Matthew Cieplechowicz
Video 2022
Video devoted to Kamasutra techniques in relation to the understanding of sexuality in non-Western cultural systems. It conveys the arcane knowledge of the eastern thinkers related to working with sexual energy, body, and mind. A disenchantment of the primordial, bodily and sexual sphere, turns into a ritual of a male union. The video’s narrative encourages the viewer to imagine an individual experience of sexual fantasy. The title GAMEBOY refers to the playful nature of men’s intercourse that results in the deepest levels of ecstasy.
Xawery Deskur
Video 2021
“The lamella is something extra-flat, which moves like the amoeba. It is just a little more complicated. But it goes everywhere. And as it is something […] related to what the sexed being loses in sexuality, it is, like the amoeba in relation to sexed beings, immortal —because it survives any division, any scissiparous intervention. And it can run around. Well! This is not very reassuring.”
Jacques Lacan
Konrad Banit
Video 2022
“Scream – making inarticulate sounds under the influence of emotions, stress, great effort. Loud, visceral sounds.” The work aims to show how ambiguous an audible voice recording can be in the context of a cinematic display.
Adriana Kustra
Video 2022, 5″
The video reviews and compiles understandings and experiences related to water. It is a diary, a recording of flowing events, an attempt to present the phenomenon of fetishization of water as an indispensable fluid. What happens when it runs out?
Sonia Kaźmierczak
VR Experience, 2022
The experience resembles a ritual. A gesture transports us from a suspended and alienated space to the inside of an organic sphere, into the midst of bodily matter, where touch instinctively becomes the nearest sense. This begs the question of the possibility of feeling in a parallel reality. Despite the great role that touch plays in our animal and human lives, it is overlooked in visual and sound culture. Immersive experience leads to a balancing act. We find ourselves in a state of suspension between being outside ourselves and simultaneously inside foreign tissue, in a situation where the body has become a politically objectified item. I manifest a body that is its own being – a self-determining space of exploration and discovery.
Karo Zacharski
VR experience, 2022
The creatures present in the dark space are unpleasant only at first glance. With longer observation, they turn out to be affectionate beings, friendly to the recipient. They crave intimacy, and come into interaction after making eye contact.

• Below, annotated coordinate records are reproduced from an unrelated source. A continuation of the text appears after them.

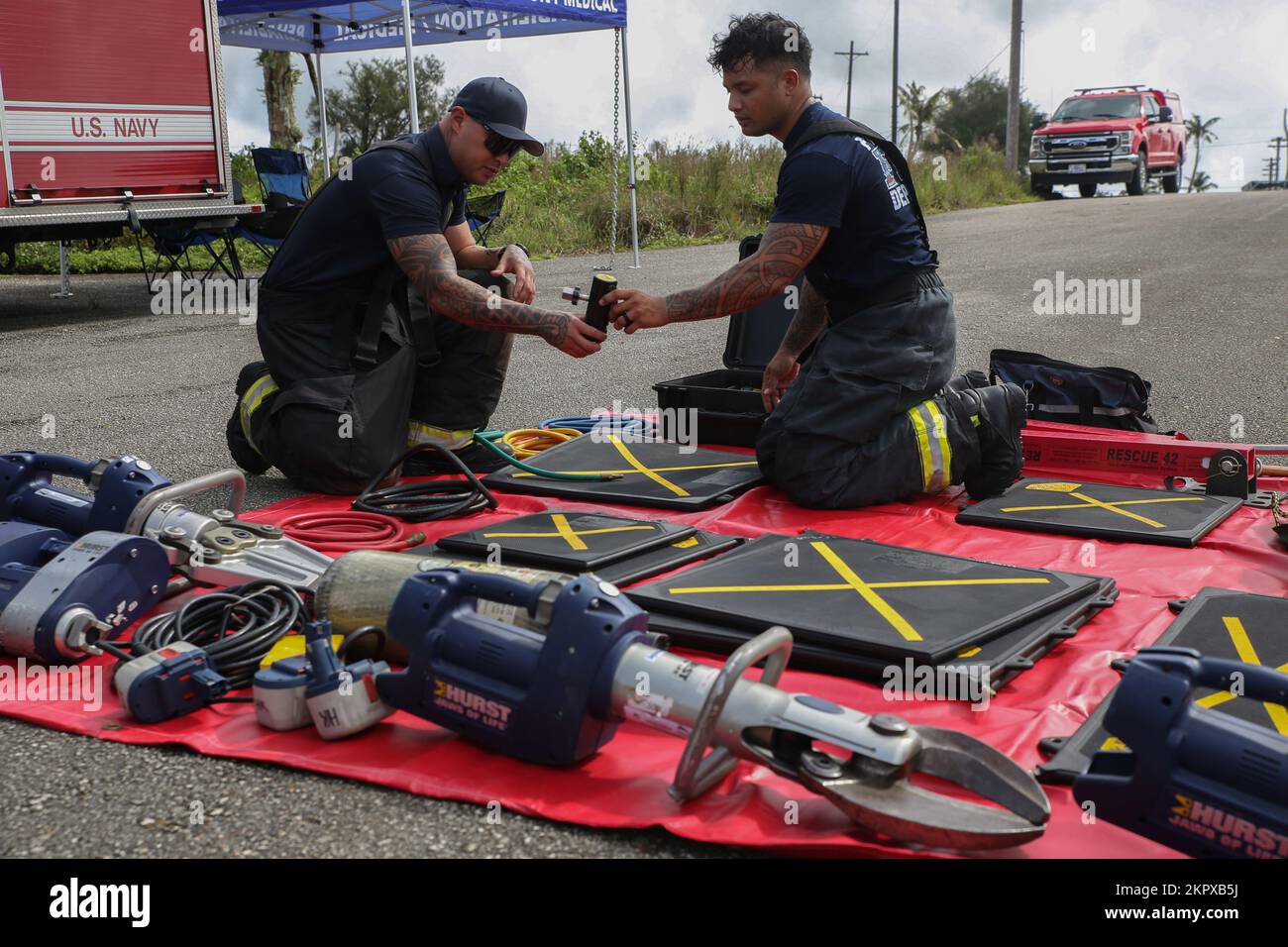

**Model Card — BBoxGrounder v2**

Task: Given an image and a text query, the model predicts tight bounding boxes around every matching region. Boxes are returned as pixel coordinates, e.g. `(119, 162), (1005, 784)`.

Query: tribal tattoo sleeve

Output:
(780, 279), (827, 359)
(666, 223), (829, 322)
(386, 233), (568, 347)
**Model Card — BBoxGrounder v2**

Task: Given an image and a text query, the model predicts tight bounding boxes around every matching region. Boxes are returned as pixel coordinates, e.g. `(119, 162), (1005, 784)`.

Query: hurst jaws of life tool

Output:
(1073, 647), (1288, 858)
(348, 569), (1050, 849)
(0, 451), (331, 592)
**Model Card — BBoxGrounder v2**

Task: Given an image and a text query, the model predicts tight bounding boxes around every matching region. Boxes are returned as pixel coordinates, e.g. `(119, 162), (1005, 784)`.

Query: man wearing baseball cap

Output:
(227, 77), (605, 493)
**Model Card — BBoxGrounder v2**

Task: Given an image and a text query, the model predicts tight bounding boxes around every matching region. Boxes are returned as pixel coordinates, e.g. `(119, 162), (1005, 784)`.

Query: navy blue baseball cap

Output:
(451, 76), (546, 156)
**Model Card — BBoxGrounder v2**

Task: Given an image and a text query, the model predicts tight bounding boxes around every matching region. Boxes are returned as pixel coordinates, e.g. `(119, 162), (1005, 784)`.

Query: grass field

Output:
(5, 133), (1035, 273)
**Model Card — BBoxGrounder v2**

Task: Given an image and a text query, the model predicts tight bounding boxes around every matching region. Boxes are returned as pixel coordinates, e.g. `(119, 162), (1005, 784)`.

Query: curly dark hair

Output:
(707, 13), (814, 78)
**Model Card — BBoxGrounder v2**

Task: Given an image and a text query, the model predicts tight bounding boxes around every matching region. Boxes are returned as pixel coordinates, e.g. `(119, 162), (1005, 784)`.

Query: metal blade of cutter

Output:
(126, 471), (334, 591)
(799, 727), (1051, 849)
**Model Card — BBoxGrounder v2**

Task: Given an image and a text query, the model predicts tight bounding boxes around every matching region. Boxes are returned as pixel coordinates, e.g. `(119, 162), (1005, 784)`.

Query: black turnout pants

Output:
(756, 275), (970, 509)
(250, 264), (512, 493)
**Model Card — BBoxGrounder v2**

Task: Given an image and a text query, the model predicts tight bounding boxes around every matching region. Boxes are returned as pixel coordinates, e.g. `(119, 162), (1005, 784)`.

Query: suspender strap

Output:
(787, 119), (939, 264)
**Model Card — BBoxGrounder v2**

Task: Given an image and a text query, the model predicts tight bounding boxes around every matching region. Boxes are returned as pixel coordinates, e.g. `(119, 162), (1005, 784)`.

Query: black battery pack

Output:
(653, 233), (808, 447)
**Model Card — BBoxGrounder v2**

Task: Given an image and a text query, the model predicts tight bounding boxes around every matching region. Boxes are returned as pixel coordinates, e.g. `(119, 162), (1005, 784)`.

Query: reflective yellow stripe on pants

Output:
(909, 401), (953, 493)
(237, 374), (280, 456)
(407, 421), (474, 451)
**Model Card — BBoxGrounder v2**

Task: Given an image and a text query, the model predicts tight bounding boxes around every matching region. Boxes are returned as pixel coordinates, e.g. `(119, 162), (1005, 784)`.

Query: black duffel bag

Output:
(988, 349), (1158, 434)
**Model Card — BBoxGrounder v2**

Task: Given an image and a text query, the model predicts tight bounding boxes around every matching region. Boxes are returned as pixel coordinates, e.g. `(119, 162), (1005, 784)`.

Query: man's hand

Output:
(600, 290), (670, 335)
(760, 349), (802, 411)
(492, 244), (537, 305)
(544, 312), (608, 359)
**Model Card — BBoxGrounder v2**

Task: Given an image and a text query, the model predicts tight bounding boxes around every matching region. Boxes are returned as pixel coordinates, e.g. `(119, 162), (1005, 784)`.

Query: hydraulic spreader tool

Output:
(1073, 647), (1288, 858)
(0, 523), (170, 664)
(0, 451), (331, 590)
(327, 554), (1050, 849)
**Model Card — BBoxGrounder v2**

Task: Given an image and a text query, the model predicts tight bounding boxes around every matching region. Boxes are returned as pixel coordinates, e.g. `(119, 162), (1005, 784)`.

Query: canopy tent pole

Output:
(403, 0), (420, 133)
(621, 27), (640, 269)
(313, 53), (331, 177)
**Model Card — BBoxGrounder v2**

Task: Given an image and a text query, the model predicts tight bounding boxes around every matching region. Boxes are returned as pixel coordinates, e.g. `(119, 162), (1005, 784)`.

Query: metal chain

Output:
(608, 30), (622, 271)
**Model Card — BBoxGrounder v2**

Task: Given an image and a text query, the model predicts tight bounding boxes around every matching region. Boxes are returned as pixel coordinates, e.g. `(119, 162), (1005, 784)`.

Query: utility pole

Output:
(890, 0), (899, 142)
(836, 40), (867, 119)
(1006, 0), (1024, 174)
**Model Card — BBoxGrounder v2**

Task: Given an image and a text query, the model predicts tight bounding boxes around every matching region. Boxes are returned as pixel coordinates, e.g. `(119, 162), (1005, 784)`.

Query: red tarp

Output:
(0, 429), (1288, 858)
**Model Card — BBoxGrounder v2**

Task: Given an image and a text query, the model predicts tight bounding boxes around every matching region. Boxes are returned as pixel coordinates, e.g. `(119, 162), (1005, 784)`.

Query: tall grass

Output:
(5, 133), (1034, 273)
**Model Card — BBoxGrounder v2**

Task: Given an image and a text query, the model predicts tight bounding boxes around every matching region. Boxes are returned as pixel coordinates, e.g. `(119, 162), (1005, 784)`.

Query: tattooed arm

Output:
(760, 270), (827, 411)
(778, 279), (827, 361)
(604, 223), (829, 333)
(386, 233), (606, 359)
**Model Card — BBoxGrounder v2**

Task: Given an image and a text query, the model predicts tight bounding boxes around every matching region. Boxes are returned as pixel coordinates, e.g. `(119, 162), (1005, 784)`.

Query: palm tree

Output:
(1190, 171), (1218, 193)
(899, 82), (944, 159)
(1185, 112), (1221, 191)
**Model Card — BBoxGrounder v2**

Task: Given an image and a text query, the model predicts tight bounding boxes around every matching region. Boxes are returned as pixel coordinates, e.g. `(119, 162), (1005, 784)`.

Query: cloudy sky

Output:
(224, 0), (1288, 188)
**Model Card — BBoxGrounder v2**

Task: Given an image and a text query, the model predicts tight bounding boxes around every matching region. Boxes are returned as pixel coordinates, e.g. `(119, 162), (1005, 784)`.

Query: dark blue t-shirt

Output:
(265, 125), (465, 292)
(770, 102), (931, 294)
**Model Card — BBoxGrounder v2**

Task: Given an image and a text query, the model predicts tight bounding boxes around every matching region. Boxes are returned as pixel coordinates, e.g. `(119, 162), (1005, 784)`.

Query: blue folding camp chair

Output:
(465, 191), (505, 244)
(237, 149), (309, 266)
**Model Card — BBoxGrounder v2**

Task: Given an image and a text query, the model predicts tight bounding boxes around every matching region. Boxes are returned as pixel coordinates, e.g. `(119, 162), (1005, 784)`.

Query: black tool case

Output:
(653, 233), (805, 447)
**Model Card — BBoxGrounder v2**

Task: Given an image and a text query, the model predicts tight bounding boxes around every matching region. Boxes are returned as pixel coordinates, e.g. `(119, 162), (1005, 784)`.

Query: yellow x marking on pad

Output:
(483, 513), (657, 552)
(1195, 616), (1288, 737)
(669, 541), (1050, 642)
(514, 434), (757, 496)
(1002, 491), (1205, 530)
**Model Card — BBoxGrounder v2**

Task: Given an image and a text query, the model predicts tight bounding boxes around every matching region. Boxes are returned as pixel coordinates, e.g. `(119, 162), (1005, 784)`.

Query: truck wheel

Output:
(1127, 149), (1149, 197)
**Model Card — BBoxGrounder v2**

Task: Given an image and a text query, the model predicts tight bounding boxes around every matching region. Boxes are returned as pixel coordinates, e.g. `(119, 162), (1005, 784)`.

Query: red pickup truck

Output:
(1029, 85), (1185, 197)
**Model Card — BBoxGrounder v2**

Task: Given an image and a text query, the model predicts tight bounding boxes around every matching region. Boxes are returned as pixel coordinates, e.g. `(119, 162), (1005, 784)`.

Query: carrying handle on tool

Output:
(667, 625), (793, 802)
(419, 569), (546, 614)
(5, 451), (103, 483)
(125, 468), (246, 536)
(1127, 647), (1288, 707)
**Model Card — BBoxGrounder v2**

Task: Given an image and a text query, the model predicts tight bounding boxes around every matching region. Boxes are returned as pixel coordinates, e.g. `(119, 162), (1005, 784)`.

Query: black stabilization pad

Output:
(595, 530), (746, 586)
(649, 579), (1118, 701)
(483, 434), (763, 510)
(1034, 588), (1288, 784)
(627, 533), (1102, 663)
(438, 510), (697, 574)
(957, 478), (1243, 546)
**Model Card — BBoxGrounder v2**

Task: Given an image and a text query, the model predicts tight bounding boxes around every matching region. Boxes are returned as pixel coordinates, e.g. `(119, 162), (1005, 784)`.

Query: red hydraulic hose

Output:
(279, 510), (425, 553)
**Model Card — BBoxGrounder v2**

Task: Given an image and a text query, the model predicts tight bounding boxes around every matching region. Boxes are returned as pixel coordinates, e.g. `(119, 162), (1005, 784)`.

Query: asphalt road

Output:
(0, 192), (1288, 858)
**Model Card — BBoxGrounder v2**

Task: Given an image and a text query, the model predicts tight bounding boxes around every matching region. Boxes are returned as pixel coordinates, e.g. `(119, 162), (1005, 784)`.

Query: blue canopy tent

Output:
(219, 0), (640, 269)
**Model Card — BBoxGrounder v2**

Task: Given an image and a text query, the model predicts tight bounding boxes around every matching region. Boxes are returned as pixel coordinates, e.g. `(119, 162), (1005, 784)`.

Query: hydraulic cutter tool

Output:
(0, 451), (331, 590)
(358, 569), (1050, 849)
(1073, 647), (1288, 858)
(0, 523), (170, 664)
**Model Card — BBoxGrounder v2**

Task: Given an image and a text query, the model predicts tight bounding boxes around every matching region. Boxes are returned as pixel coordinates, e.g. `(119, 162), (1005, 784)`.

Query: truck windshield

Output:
(1051, 95), (1140, 121)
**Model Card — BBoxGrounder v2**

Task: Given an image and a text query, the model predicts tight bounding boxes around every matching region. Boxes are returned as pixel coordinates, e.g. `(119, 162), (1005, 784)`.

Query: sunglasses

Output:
(480, 123), (523, 158)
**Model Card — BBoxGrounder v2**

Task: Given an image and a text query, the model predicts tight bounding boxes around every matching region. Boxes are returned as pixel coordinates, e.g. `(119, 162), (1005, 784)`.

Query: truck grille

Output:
(1042, 133), (1118, 164)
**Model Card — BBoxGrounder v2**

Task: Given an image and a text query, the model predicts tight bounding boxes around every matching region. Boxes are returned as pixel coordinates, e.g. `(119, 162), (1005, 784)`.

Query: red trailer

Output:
(0, 0), (259, 277)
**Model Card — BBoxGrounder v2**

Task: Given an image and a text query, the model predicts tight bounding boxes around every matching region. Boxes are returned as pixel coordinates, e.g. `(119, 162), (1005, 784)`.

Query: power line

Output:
(966, 43), (1012, 82)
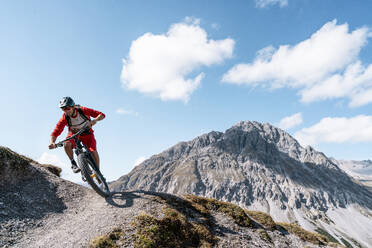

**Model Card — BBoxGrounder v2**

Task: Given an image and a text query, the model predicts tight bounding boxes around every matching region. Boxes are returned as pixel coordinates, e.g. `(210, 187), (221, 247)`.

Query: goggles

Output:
(61, 107), (71, 111)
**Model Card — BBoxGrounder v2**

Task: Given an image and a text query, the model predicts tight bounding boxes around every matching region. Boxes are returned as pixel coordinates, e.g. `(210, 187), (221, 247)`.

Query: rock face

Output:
(112, 121), (372, 246)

The project aims to stimulate empathy in the recipients and make them reflect on our inner ferociousness.
Olaf Nowicki
Video, 2022
“Dual” is a video narrative about human sexuality, containing the need for intimacy and tenderness, and the animal-like sexual acts consisting of domination and violence.
It emphasizes human desires and fantasies, touching upon enslavement, pain, rape, but also the need for touch, longing for the body and support in partnership. It’s a reflection on what we really miss the most in sexual encounters – and what we are ashamed of, having two “separate façades” in the formula for love and sex.
Aneta Wieczorek
Video essay 2022
Visual tour of associations and experiments with corporeality and sexuality. Three different stories combine in an attempt to explore human corporeality. Exploring one’s own body, looking for diversity in the smallest details. Through touch and the typology of shots, we see man as a sculpture that consists of many elements, each of them unique, malleable, and irregular in its own way. Still life brings to mind sexuality and primal instincts, visual connotations of sex are likened to food. The video essay offers possible answers to what does it mean to be human and what the awareness on one’s body might be.